The fact that these funds were due foreign carriers were categorised as low priority and therefore not remitted in a timely manner and the backlog built up over time (years, infact).

However, it is easy to criticise and some market commentators are saying that this is just a drop in the ocean and the Nigerian government is not serious about respecting the foreign carrier rights to these funds.

I think that is a little harsh.

Yes, the foreign carriers have been hard done by, with the total amounts due in the region of $800 million, $62m looks paltry. Foreign carriers have also lost on other ROI opportunities due to the time that the funds have been stuck in the system so in real terms the opportunity cost aspect of the true value of the "trapped funds" is a lot higher than the headline figure.

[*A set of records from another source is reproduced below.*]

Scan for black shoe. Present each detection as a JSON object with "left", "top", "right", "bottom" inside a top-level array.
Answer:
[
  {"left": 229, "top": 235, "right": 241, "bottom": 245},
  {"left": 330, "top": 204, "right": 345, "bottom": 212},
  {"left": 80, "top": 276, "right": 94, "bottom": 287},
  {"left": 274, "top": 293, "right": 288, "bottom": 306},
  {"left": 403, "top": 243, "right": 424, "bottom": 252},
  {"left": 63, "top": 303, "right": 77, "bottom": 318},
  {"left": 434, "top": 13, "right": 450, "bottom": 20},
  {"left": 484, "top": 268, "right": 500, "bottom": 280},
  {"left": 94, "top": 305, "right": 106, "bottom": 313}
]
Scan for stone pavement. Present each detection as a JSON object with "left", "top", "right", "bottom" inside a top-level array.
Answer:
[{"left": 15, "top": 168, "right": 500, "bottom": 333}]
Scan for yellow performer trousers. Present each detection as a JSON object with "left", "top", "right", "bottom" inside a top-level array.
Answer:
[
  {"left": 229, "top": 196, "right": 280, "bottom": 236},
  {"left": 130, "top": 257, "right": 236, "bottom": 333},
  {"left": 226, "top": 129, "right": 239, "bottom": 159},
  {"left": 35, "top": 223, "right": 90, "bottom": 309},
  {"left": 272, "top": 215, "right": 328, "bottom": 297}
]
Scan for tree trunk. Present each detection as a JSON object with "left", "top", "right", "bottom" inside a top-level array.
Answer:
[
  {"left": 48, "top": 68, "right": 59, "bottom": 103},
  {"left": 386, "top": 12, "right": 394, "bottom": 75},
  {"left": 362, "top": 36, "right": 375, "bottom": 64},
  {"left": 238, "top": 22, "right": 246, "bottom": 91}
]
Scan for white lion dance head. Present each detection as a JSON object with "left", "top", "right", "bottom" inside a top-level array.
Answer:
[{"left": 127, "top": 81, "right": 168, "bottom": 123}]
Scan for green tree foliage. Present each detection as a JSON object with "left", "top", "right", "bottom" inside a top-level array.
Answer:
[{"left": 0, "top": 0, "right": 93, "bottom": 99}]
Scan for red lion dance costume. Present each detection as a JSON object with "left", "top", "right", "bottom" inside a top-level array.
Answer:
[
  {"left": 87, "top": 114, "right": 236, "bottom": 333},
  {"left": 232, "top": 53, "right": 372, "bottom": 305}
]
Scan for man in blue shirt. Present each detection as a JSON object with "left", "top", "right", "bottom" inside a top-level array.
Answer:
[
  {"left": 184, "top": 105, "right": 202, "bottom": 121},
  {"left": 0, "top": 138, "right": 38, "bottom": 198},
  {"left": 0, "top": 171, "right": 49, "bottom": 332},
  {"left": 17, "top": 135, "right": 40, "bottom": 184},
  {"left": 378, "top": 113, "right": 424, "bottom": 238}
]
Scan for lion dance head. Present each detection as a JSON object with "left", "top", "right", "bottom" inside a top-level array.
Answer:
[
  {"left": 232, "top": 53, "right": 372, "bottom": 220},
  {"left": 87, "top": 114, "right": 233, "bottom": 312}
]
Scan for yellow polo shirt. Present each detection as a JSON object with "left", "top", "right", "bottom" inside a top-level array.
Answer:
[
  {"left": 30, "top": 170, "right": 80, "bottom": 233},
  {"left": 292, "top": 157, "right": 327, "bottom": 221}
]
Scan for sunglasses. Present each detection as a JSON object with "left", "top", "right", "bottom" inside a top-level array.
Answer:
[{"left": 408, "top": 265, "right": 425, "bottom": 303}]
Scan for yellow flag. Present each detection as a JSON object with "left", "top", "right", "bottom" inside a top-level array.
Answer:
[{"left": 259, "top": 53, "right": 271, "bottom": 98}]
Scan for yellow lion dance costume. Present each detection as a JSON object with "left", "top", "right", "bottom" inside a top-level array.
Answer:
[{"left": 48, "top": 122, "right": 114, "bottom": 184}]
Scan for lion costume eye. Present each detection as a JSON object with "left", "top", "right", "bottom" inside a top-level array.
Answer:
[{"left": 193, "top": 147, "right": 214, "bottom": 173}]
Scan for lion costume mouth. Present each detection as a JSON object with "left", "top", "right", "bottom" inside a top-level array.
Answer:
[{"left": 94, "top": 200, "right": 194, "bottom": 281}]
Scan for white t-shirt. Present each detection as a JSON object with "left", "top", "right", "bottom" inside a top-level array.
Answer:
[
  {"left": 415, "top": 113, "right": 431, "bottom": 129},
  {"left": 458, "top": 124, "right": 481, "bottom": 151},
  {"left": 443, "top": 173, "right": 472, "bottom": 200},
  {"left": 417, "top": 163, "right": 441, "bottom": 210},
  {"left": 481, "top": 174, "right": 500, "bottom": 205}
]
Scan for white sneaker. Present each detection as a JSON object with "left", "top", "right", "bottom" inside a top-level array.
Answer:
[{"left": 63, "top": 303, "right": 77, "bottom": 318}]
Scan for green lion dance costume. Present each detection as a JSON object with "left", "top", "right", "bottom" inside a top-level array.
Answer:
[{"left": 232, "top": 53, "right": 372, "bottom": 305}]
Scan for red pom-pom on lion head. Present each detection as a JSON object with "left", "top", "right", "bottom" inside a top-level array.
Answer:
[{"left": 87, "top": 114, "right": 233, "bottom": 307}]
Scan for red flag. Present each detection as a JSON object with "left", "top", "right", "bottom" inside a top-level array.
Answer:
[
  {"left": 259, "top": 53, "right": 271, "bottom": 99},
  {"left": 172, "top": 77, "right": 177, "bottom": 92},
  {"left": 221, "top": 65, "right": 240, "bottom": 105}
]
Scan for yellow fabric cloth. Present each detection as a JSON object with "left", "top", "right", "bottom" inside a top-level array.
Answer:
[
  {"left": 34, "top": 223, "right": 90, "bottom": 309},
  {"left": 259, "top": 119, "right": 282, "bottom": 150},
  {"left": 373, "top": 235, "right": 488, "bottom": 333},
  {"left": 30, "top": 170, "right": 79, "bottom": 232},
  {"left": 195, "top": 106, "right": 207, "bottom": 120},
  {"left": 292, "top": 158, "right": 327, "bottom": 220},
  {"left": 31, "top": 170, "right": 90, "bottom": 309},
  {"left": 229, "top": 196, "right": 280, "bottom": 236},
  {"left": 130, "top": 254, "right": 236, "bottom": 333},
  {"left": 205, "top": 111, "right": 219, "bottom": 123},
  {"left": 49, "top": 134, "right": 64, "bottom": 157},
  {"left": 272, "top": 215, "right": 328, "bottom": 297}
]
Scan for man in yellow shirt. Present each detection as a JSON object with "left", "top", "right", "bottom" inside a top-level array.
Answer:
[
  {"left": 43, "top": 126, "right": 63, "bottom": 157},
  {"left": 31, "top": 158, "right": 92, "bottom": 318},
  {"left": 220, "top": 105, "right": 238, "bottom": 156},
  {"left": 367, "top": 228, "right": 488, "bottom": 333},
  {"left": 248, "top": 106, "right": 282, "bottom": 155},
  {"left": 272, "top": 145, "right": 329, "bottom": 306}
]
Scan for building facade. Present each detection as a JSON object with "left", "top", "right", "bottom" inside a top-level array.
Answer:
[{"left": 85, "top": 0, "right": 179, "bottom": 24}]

I think we need to give the current administration under President Tinubu some breathing space. They have inherited a lot of legacy issues which they are (admirably) trying to address.

The changes witnessed in the last 4 months, not just in the aviation sector, but across all areas of government have been swift and effective.

Focussing on the aviation sector, the regulatory body and supporting functions (FAAN, NiMET, NAMA) are unrecognisable as sweeping changes have been made in a most radical review of the sector - something not seen in my 25 years covering, and working in the aviation Nigerian industry.

Hence my plea to give this administration a chance.

I firmly believe that the foreign carrier funds have been prioritised and will be cleared in due course.

Nigeria is and remains a key market on the global network for most, if not all carriers, and I believe the operating and currency risks are actively being managed by the new administration, the inherited balances are no mean feat to clear but the recent payment is a solid precedent of clear indication of intent.

Clearer skies ahead.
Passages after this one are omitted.